É simplesmente aterrador assistir à forma como foi descurado o voto de cerca de um milhão de confinados, desde o presidente (em silêncio) até ao governo e aos deputados.
O levantamento atamancado e tardio das regras sanitárias no dia das eleições, com a bênção do Ministério Público, mas com a oposição dos médicos de saúde pública, vai ter consequências na pandemia, na política e no resultado eleitoral.
Para já, uma única certeza: com menos de uma semana de campanha, o considerável número de indecisos podem determinar a escolha dos novos 230 deputados.
Neste contexto será interessante avaliar a reposta nas urnas às prestações de cada um dos líderes, desde logo às semelhanças perturbantes entre António Costa e José Sócrates: a mesma arrogância, a mesma estratégia de medo, a mesma lógica do vale tudo.
E também aquilatar como foram recebidas as surpresas João Oliveira e Rui Tavares, a coerência de Catarina Martins, a combatividade de Francisco Rodrigues dos Santos e João Cotrim Figueiredo, a lisura de Rui Rio e o calculismo de André Ventura e Inês Sousa Real.
Se o “diabo” de Passos Coelho virou fantasma, mais importante ainda é saber qual vai ser a resposta ao “diabo” de António Costa que está aí vivo e bem rosadinho.
Será que as famílias vão renovar a confiança no partido da governação depois de verem tombar os seus por causa da Covid e da falta de assistência médica?

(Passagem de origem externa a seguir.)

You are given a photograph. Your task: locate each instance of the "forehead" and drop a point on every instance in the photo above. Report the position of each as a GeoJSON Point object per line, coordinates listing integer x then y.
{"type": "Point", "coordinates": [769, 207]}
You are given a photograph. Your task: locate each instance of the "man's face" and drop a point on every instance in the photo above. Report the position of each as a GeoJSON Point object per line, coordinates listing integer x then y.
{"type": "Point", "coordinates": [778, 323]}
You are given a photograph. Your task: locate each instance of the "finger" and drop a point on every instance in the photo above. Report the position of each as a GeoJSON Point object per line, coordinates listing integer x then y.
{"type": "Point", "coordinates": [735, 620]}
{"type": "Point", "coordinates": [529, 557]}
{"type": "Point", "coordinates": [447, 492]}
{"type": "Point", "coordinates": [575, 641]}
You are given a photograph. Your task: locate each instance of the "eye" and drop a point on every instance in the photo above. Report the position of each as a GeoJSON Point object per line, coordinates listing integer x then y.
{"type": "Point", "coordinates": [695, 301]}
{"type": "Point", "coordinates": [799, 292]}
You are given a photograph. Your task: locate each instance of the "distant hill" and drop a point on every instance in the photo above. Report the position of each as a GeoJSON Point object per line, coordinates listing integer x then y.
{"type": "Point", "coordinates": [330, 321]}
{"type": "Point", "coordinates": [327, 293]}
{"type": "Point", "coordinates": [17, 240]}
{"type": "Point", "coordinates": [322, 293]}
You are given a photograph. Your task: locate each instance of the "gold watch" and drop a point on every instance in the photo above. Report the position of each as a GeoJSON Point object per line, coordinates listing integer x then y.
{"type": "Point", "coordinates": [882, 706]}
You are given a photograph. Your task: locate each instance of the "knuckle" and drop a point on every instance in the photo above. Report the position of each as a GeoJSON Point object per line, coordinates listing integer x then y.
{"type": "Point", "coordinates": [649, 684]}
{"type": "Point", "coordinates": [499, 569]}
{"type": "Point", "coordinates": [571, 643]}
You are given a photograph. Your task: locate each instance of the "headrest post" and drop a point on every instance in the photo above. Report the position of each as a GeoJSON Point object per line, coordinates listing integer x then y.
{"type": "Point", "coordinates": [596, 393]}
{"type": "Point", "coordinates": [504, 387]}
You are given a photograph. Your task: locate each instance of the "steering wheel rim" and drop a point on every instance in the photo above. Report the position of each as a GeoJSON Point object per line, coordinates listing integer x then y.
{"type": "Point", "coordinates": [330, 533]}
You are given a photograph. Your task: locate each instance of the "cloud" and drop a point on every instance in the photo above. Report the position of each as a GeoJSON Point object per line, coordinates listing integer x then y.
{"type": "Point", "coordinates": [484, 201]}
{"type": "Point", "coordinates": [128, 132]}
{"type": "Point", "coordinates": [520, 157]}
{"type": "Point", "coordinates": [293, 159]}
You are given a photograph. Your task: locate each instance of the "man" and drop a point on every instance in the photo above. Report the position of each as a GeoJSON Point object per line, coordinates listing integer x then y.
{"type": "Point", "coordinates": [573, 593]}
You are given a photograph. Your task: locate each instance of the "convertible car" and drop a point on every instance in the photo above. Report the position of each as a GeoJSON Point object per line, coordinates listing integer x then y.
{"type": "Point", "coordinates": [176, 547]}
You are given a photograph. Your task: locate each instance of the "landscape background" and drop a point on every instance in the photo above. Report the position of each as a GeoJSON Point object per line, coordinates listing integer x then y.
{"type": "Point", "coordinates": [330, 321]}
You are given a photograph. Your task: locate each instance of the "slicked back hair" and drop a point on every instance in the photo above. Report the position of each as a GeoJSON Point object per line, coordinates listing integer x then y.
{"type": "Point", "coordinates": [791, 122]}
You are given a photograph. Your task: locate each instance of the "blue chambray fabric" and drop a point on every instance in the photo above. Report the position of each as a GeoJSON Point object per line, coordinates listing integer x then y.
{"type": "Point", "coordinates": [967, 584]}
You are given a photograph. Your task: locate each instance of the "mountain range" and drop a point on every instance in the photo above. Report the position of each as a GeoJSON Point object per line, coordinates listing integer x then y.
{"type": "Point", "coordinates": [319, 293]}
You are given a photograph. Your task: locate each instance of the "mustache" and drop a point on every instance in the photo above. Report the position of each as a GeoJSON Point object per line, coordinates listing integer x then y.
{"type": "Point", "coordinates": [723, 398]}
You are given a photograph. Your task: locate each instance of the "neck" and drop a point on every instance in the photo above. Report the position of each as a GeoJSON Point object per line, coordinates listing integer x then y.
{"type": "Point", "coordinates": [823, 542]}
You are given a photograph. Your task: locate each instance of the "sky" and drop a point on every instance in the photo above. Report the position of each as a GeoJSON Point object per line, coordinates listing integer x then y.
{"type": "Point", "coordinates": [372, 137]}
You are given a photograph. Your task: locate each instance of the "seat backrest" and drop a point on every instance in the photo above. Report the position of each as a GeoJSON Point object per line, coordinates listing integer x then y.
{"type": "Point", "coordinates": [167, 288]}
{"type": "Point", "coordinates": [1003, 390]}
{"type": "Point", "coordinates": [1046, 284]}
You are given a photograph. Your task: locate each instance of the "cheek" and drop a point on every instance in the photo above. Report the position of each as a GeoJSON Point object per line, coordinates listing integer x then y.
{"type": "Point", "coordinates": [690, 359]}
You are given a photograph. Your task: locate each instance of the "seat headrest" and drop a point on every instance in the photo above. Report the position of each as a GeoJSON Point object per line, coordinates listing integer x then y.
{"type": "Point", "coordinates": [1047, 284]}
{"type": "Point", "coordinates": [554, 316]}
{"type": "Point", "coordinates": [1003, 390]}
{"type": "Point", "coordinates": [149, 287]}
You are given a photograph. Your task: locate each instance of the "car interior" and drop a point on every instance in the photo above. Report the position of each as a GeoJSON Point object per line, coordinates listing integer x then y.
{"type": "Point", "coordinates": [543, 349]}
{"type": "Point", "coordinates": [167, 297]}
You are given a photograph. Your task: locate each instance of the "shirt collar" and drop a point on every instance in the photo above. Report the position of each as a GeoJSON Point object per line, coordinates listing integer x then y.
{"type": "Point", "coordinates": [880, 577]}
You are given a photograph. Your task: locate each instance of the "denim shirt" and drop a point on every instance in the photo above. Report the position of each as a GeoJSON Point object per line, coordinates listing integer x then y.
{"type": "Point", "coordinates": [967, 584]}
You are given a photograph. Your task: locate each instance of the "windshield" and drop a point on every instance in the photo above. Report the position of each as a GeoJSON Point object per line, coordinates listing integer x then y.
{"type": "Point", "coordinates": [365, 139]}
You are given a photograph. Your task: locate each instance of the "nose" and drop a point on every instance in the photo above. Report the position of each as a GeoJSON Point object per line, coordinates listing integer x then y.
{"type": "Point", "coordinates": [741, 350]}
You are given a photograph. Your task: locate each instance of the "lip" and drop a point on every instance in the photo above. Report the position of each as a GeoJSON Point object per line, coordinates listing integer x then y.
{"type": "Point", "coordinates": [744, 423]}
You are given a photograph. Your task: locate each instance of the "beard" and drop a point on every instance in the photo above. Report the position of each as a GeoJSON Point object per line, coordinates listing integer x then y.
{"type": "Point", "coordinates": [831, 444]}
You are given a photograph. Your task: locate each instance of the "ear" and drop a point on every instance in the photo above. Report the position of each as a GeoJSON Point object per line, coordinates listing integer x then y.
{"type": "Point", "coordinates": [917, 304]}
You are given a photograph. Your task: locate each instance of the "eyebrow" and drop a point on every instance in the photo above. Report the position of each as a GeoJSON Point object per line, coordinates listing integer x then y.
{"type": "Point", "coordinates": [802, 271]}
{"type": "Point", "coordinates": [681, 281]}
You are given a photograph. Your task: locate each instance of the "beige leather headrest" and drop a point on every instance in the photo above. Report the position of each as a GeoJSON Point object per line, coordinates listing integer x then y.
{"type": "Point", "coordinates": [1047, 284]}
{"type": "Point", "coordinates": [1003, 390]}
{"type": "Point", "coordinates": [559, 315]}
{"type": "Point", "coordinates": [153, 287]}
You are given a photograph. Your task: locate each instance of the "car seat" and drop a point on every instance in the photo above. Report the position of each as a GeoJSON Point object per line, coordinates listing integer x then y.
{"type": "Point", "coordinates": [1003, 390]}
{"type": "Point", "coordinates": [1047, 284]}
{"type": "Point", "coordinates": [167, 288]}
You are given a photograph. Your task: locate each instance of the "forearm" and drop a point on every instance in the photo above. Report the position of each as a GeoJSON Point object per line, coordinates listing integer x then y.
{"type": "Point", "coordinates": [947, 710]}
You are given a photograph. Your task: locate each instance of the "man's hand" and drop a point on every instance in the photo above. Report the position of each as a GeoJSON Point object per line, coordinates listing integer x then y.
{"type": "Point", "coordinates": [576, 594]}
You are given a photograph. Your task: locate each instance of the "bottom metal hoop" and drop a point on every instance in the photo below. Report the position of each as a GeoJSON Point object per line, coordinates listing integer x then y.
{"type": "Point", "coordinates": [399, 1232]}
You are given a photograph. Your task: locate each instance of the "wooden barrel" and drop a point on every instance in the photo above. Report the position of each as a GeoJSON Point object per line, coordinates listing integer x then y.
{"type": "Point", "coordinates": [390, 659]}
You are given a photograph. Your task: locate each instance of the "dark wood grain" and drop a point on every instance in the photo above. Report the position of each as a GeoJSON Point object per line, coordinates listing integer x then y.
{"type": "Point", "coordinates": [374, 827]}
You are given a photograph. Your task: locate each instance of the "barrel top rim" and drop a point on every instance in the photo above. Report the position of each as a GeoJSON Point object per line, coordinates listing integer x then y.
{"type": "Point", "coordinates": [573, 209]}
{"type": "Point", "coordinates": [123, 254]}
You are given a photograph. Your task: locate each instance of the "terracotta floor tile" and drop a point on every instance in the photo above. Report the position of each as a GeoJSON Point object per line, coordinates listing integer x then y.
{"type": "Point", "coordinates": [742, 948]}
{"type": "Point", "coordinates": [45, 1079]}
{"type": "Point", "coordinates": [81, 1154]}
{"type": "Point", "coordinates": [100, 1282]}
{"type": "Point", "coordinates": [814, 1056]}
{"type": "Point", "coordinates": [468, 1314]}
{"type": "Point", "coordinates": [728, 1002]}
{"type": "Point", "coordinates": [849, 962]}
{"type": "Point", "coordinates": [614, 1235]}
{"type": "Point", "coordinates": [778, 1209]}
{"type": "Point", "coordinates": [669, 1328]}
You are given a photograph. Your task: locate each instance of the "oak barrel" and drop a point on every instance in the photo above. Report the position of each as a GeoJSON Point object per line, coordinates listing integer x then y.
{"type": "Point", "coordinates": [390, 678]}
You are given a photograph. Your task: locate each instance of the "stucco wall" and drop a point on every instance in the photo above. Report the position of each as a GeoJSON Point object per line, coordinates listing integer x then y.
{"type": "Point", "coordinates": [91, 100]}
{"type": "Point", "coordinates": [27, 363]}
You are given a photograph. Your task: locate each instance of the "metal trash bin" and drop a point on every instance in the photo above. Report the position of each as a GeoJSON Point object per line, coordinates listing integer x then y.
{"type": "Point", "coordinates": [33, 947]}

Será que os milhões de doentes, que não tiveram cirurgias e consultas no SNS, vão aceitar mais do mesmo?
Será que os comerciantes e os pequenos e médios empresários vão apostar na continuidade depois de assistirem impotentes à distribuição do grosso dos apoios às grandes empresas?
O povo vai expressar a sua vontade sobre a governação, a alternativa e também após a atitude presidencial de branqueamento sistemático do governo de António Costa e de precipitação descabelada de eleições antecipadas em plena pandemia Covid.
E, desta vez, os discursos pios e os “fantasmas” dos cadernos eleitorais não serão suficientes para justificar a taxa de abstenção.
Ganhe quem ganhar, nesta espécie de trapalhada democrática, será incontornável estimar o número de cidadãos de carne e osso que não votaram por medo.
Se o próximo governo tem muito para fazer pela frente, Marcelo Rebelo de Sousa tem muitas explicações a dar ao país no dia 31 de Janeiro, depois de um silêncio mais uma vez politicamente cúmplice.